Köye girişte soldaki büyük villanın yerinde eskiden İbrahim Paşa’nın (Abraham Paşa) büyük av köşkü vardı. Zamanla yıkılıp gitti. Kalıntıları da son birkaç yıl içinde yok oldu. Köydeki tek cami çok eski tarihlerde yapılmış ama harap hale gelince yıkılmıştı. Cami 1976 yılında Çarmıklı ailesi tarafından yeniden yapıldı ve adı “Demirciköy Hacı Mehmet Çarmıklı Camii” oldu. Bu cami de zaman içinde viran hale geldi ve tarihi özelliklerini de kaybetti. Köy camisiz kalamazdı ya! Yerine, yeni bir cami yapıldı. Ama ne cami? Her halde Sarıyer’deki en görkemli camilerden biri olarak kabul edilebilir.  Hayırsever bir vatandaş olan mimar Caner Aksüt çizimlerini yaptı, maddi yardımda da bulunarak inşaatı başlatarak büyük kısmını tamamlamış sonra da köy muhtarı Ali Kaptan sahiplenmiş olayı ve kendisine yaman yardımcılar bulmuş İşadamı Hüseyin Bilgin yanında oğlu Sefer Bilgin, yeni Demirciköylülerden Sezai Büyükdurmuş ve köy halkı müthiş bir uğraş vererek zor işin üstesinden gelmişler. Helal olsun onlara be! Bu camide namaz kılmamıza, Semih Kurt kardeşimizin beklenmedik ölümü vesile oldu. Önce öğle namazını ve sonra da Semih kardeşimizin cenaze namazını kıldık ve defnettik âmin sesleri arasında! Bu gezimizde de öyle namazı kıldık bu mükemmel ibadethanede. Camii 700 m2 kare alana sahip. Yazılı belgeye göre 350 kişilik! Bana en az 500 kişilik olabilir, karar benim değil, söyleyecek sözümüz olamaz! Cami inşaatı 2008 yılında başladı 2011 yılında tamamlanarak ibadete açıldı. Yaptıranlardan, yapanlardan, yapılmasına katkı verenlerden, köy halkından ve sahip çıkanlardan Allah razı olsun deriz.
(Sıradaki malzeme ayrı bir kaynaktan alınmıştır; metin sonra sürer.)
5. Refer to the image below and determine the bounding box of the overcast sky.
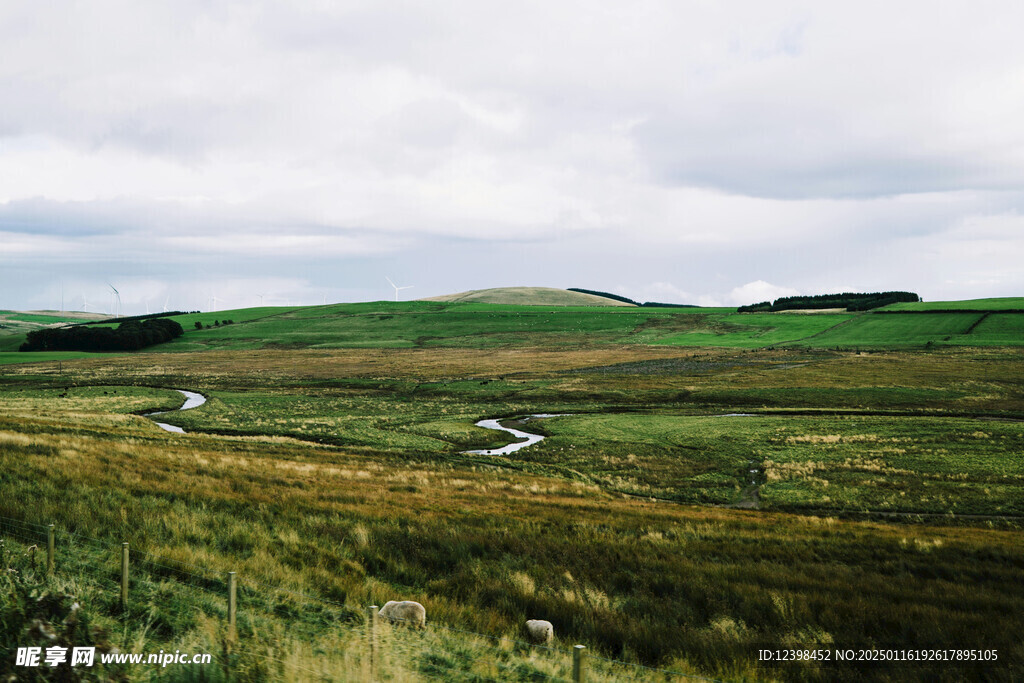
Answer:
[0,0,1024,313]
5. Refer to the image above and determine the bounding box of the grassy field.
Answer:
[884,297,1024,311]
[0,302,1024,681]
[0,299,1024,362]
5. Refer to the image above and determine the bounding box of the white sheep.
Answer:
[526,618,555,645]
[379,600,427,629]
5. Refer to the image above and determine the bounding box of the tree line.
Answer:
[736,292,921,313]
[568,287,696,308]
[18,317,184,351]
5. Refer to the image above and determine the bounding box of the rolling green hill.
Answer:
[882,297,1024,312]
[420,287,633,306]
[0,296,1024,365]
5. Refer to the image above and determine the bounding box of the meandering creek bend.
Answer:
[142,389,206,434]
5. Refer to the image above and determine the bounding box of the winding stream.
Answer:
[463,413,571,456]
[142,389,206,434]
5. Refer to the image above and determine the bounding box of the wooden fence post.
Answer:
[46,524,53,574]
[227,571,238,641]
[572,645,587,683]
[121,543,128,609]
[367,605,377,680]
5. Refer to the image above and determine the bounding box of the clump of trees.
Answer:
[82,310,199,325]
[736,292,921,313]
[568,287,696,308]
[18,317,184,351]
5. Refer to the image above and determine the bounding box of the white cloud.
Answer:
[0,0,1024,309]
[729,280,800,306]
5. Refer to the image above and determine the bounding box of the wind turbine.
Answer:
[106,283,121,317]
[384,275,416,301]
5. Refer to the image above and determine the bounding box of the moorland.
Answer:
[0,299,1024,681]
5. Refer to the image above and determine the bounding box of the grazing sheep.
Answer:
[379,600,427,629]
[526,618,555,645]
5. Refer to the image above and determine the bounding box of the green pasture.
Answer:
[800,313,983,348]
[651,313,853,348]
[516,414,1024,515]
[0,299,1024,362]
[880,297,1024,312]
[0,352,97,371]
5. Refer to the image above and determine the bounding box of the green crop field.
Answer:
[882,297,1024,312]
[790,313,983,348]
[0,302,1024,681]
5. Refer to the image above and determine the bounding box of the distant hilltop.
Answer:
[420,287,636,306]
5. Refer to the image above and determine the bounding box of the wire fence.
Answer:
[0,516,724,683]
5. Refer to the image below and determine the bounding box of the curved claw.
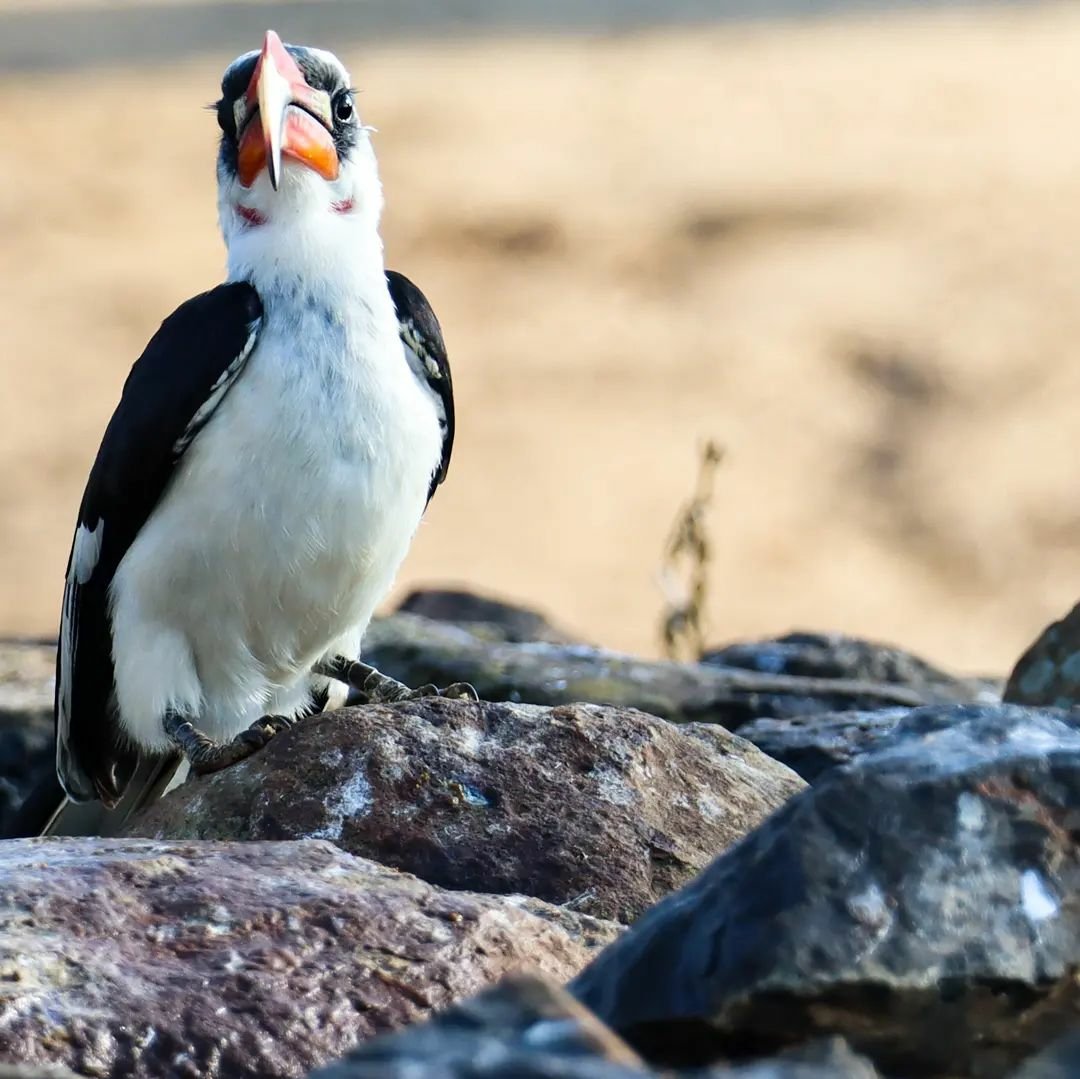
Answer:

Unutmadan ve atlatmadan yazmayı da görev biliriz. Köyde ilköğretim okulu yok ama büyük bir cami var. Var ama neye yarar 350 kişilik camide sadece imam Köksal Bektaş dâhil 7 kişi namaz kıldık!
Hüseyin Bilgin işlerin koordinatörü, oğlu Sefer Bilgin ise işleteni! Neyse Hüseyin Bilgin Sarıyerli Genç İşadamları Derneği Başkanı olarak hayli tanınmış. Bir ara Sarıyer’i temsilen Meclis üyeliği de yapmış. Sefer Bilgin ise hem okumuş hem de çok aktif ve sosyal yanı oldukça fazla! Sefer Bilgin de birkaç dönem Sarıyer Spor Kulübünde yönetim kurulu üyesi olarak görev aldı.
Köyde cami olur da kilise olmaz mı? Elbette ki vardı. Kilise Kabaklı mevkiinde, Kilisecik adıyla bilinen yerdeydi. Kiliseden arta kalan hiçbir kalıntı yok.
Çarmıklı Demirciköy Evleri Kampusu içerisinde eksi yıllarda Damat Mehmet Paşa’ya ait mükemmel bir köşk vardı şimdi yerinde yeller esiyor, hiçbir kalıntı kalmamış. Keza Alarko Dört Mevsim Evleri Sitesinin içinde de Bizans döneminde kalma bir hamam yıkıntısı vardı, o da yok olup gitti. Ayrıca köydeki Zindan Bayırı mevkiinde bir zindan bulunduğu, Bizanslar döneminde suçluların bu zindanda cezalarını çektiği söylentisi hala devam ediyorsa da ne kadar sorup soruşturduksa böyle bir zindana rastlamadık. Zindan villa inşaatlarına kurban gitmiş olacak! Konuştuğumuz kimseler “Zindan kalıntılarını hatırlıyoruz” diyorlar, böyle olunca biz de “Vardır” diyoruz.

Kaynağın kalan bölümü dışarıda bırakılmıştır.